I had thought that my last intervention would be my last on this topic. However, because today was the first sunny day in years on which I did not have to either drop off or pick up children for school or activities, I decided to go to work by bike. On the ride home, I let my mind wander, and it wandered to Professor Vermeule’s main point in his argument against Mr. Wallach, to wit, “If they trust Congress to make laws, why don’t they trust it to make delegating laws?” From there it wandered to the way I, as a professor, am often tempted to make use make use of my research assistants, and I thought I saw an answer to the question.
As a professor, part of my job is to publish scholarly articles. Georgetown University trusts me to do this sufficiently to allow me the academic freedom to pursue the truth wherever it resides, no matter how unpopular that truth may be.

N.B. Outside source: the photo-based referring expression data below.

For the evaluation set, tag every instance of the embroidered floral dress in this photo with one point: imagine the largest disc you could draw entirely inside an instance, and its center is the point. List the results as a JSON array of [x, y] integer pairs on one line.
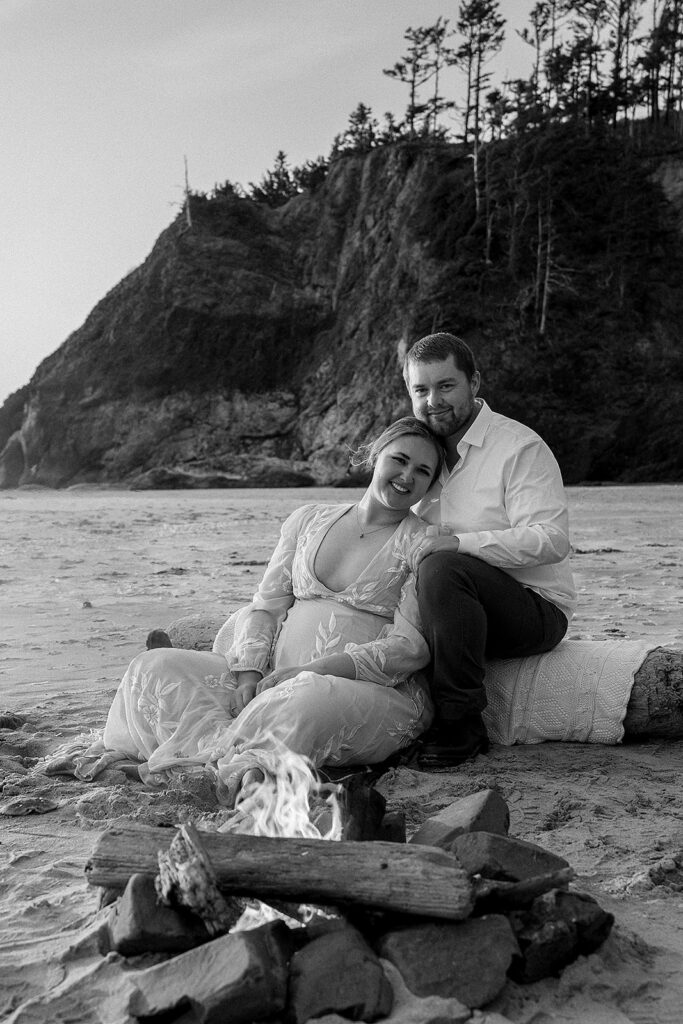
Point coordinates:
[[171, 709]]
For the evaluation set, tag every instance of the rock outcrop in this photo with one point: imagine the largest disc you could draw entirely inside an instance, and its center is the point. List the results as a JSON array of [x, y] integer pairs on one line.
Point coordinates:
[[254, 348]]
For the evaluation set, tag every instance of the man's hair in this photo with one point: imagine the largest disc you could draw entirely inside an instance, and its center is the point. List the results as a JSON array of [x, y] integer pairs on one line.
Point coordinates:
[[367, 455], [436, 347]]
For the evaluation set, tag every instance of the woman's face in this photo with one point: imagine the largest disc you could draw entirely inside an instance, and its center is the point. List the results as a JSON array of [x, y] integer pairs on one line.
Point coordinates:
[[403, 471]]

I do my best to fulfill this obligation, and I flatter myself to think that my scholarly output is of high enough quality to justify what the university pays me.
I also hire research assistants to help me in this endeavor. They help me assemble the factual basis of my contentions and perform literature searches to make sure that I do not overlook relevant contributions by other scholars. As Georgetown law students, my research assistants are often very bright people with good analytical ability who write well. Despite this, they do not have the experience or insight into my thinking to write my articles for me.
I think I am a fairly responsible person. However, I am also an human being. Writing publishable articles is time-consuming and often frustrating work. I confess that there are times when I think to myself that it would be easier to simply let my research assistants write my articles for me. I never indulge in this dereliction of duty, but I do feel the temptation. I suspect that others do as well, and some with less resistance to the idea than me.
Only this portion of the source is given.